Anne Liénard  « Se sentir à l'aise de venir au musée »
« Faire au mieux pour que la collection puisse être vue par tous »

Anne Liénard, 36 ans, occupe depuis presque un an le poste de directrice du musée des Beaux-Arts de Limoges (BAL) à la suite du départ de Véronique Notin. Rencontre avec la garante du patrimoine du musée.

Info Haute-Vienne : Quel a été votre parcours professionnel jusqu’à votre nomination en février 2018 ?
Anne Liénard : J’ai étudié l’histoire de l’art pendant cinq ans à l’École du Louvre avec pour spécialité l’étude des arts africains. Ensuite j’ai travaillé au Musée du Quai Branly, en tant qu’assistante exposition puis pendant trois ans en charge de la documentation via Grahal, une société de services spécialisée dans la gestion du patrimoine. En 2011, j’ai décidé de passer le concours de conservateur. En l’obtenant, j’ai intégré l’Institut National du Patrimoine comme chaque lauréat, pour une formation de dix-huit mois au cours de laquelle j’ai été amenée à réaliser des stages au Musée d’Aquitaine de Bordeaux et au National Gallery de Cap Town en Afrique du Sud.
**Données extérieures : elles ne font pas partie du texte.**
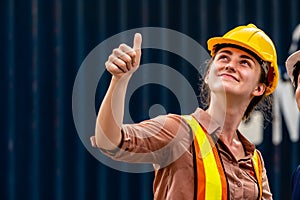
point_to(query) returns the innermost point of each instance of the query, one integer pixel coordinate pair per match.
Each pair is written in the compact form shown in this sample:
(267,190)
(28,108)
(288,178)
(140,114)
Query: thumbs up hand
(124,59)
Enfin en 2014, j’ai postulé au Musée des Beaux-Arts de Limoges, où j’ai d’abord exercé en tant que conservatrice du patrimoine en charge des beaux-arts, puis à la direction après le départ de Véronique Notin en février dernier.
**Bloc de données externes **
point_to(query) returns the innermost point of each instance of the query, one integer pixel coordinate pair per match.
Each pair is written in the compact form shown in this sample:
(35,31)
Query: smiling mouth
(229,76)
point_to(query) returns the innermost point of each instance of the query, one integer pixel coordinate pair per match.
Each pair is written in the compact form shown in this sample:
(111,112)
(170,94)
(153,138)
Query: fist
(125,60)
Info : Qui dit nouveau poste dit nouvelles prérogatives…
A.L. : Oui et elles sont nombreuses. Bien sûr la responsabilité s’est accrue, j’ai dorénavant toute une équipe et son animation à ma charge. J’assure des missions à la fois scientifiques et administratives, il faut savoir passer de la mise en valeur de la collection à la gestion du personnel et du budget, du choix des expositions à la restauration de certaines œuvres. Mais le rôle principal d’un conservateur de Musée de France est de réaliser le projet scientifique et culturel (PSC) du musée, à savoir poser un diagnostic puis choisir et planifier une ligne directrice. Depuis que j’ai intégré cette fonction en 2018, nous avons, avec mon équipe, une réflexion de réorganisation interne afin de définir les grandes orientations et stratégies du musée. Pour le choix des expositions ou l’acquisition de nouvelles pièces, nous avons à cœur d’être cohérents. Par exemple, nous serons attentifs si un artiste a un lien avec Limoges ou s’il a déjà été proposé, si une œuvre enrichira notre collection ou permettra de compléter nos lacunes.
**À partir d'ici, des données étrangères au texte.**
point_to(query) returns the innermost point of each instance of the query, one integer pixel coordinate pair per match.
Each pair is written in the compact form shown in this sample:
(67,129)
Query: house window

Info : Justement, de quelle œuvre possédée par le musée êtes-vous la plus fière ?
A.L. : Sans hésitation « Le Faune et le Printemps » de Paul-Élie Ranson. Il s’agit d’une peinture de 1895 dont nous avons fait l’acquisition récemment. A la suite de sa non-vente lors d’une mise aux enchères chez Christie’s à Londres, nous avons eu l’opportunité incroyable de l’obtenir gré à gré. Cette œuvre représente tout ce que nous voulons au BAL. Réalisée par un peintre local reconnu, fondateur du mouvement artistique nabi, elle méritait d’entrer au musée.

Info : À quoi peut s’attendre un visiteur en 2019 ?
A.L. : Sans dévoiler l’agenda culturel dans son ensemble, l’accent sera mis cette année sur la diffusion de l’art au public le plus varié possible. Nous avons le désir de faire au mieux pour que la collection puisse être vue par tous, qu’il s’agisse de l’exposition permanente ou des éphémères. Des supports seront installés et des manifestations organisées afin de se sentir à l’aise de venir au musée. Par exemple, nous allons effectuer la mise en place d’un dispositif pédagogique et revoir l’accès aux personnes malentendantes. La visite « À bouche que veux-tu » qui débute le 17 février est une activité familiale ludique qui va en ce sens. L’exposition temporaire qui se tiendra de mai à août prochain, « Au fil des toiles » , également. Sur le thème des textiles et des différents matériaux, le visiteur pourra littéralement toucher les œuvres pour mieux s’imprégner du travail artistique.